A reballot campaign – aligned to the strike campaign – can bring them out.

But branches seeking a rapid reballot have not been supported at HQ. Three weeks after the ballot results came out, we should be starting repeat ballots at the beginning of the strike wave. HEC voted to relaunch the ballot campaign to allow branches to join a second wave of strikes. Branches need to demand a reballot now.

Uniting to win

Now post-92 universities have joined the fightback. The ‘four fights’ campaign unites the sector. In total, nearly two thirds of the union’s HE membership are striking in defence of pay, against casualisation, escalating workload and – perhaps most importantly of all – to close the appalling gender and race pay gaps that blight our sector.

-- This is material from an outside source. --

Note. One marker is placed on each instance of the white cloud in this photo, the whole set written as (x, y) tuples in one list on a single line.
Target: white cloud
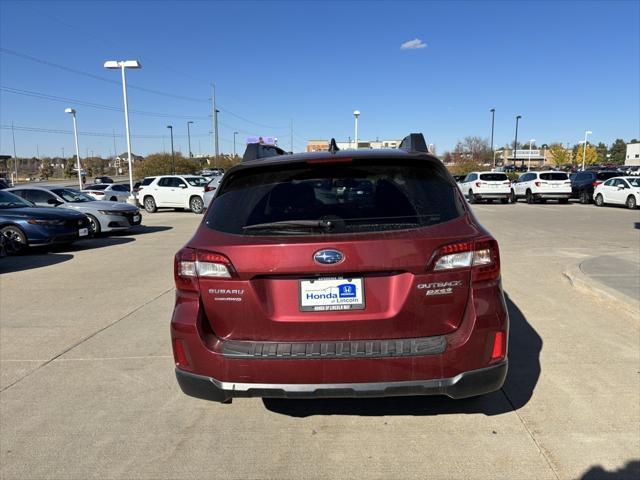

Members in post-92 universities were unable to take action in 2018. They were able to deliver solidarity to their pre-92 colleagues. But the astonishing mass strike movement in the colleges inevitably centred on the ‘old’ universities. The action has spread to post-92.

After the gold rush

Post-92 universities bore the first, shattering brunt of this market attack, suffering devastating cuts and closures. Students pay more, staff earn less. And future taxpayers will pay for it.

In the 2010 general election, the Lib Dems claimed that scrapping tuition fees was “non negotiable”. Then they did a U-turn to enter a coalition with the Tories. That ConDem government tripled fees to £9,000 a year and part-abolished the block grant. Then in 2014 they removed limits on student recruitment, unleashing the gold rush and war-of-all-against-all we see today.

Since then university management greed has expanded courses and student numbers. Over £10bn was borrowed for new campuses and buildings. The Treasury’s tuition fee debt mountain is now around £100bn, half of which will never be repaid.

University employers are gradually waking up to the reality that this gold rush must come to an end. Augar proposed cutting the home student fee to £7,500 a year. This would wipe out profit margins universities are banking on.

The importance of this general election to change course cannot be understated. Both the Labour and Green Party manifestos call for abolishing tuition fees and bringing the HE market under control.

Despite record surpluses as much as £2bn a year, pay has been cut by 20% in real terms over the last ten years. Fee-market uncertainty encourages expansion at the expense of job insecurity. Workload has skyrocketed. Workload and job insecurity are two sides of the same coin: the whip of the causal contract driving up workload for all.

Market competition and secrecy means UCL does not know what Imperial has borrowed or whether its sums add up, and vice versa. USS depends on a ‘mutuality’ principle (all universities share pension risk in case one goes bankrupt). This is undermined by mutual distrust and corporate self-interest. That is why a government guarantee to underpin the scheme makes sense.

We can win

Our demands are ridiculously reasonable. The sector is making record surpluses. In many colleges, interest payments on borrowing exceed the few extra million apiece that would be needed to settle this dispute. But if the Treasury needs to help out, so what? This is a national dispute, universities are a national asset, and we need a national settlement.

In pre-92, if UUK agreed to end the fictional ‘de-risking’ USS valuation model, they would immediately recoup 3.1% of salary costs. USS does not need extra contributions. Between 2017 and 2019, its assets grew by £10bn to £74bn. The increases USS is demanding cannot yield more than £1bn over the next two years.

This strike is a warning shot. Eight days show we are serious. By uniting together we have the power to shut down the whole sector. We may need to strike next year.

Fighting for the future

Our strikes prove that the university is the staff. The ‘academic team’ is the entire staff body, from porter to professor. Education is the gift each generation nurtures and hands to the next. Thus universities are central to ensuring that climate science is implemented, and the world economy is moved onto a sustainable basis.

We stand with our students, and the rest of society. University funding is a pact with society: academic freedom is a freedom of a free society. We stand in solidarity with student and staff protesters in Hong Kong and other countries where those rights are being trampled on. We stand against all who would divide us by race, religion, sexuality, gender or physical ability.

Everyone has the right to benefit from a free education. Its time to unite and fight for the future of Higher Education – and for a freer, more sustainable society for all.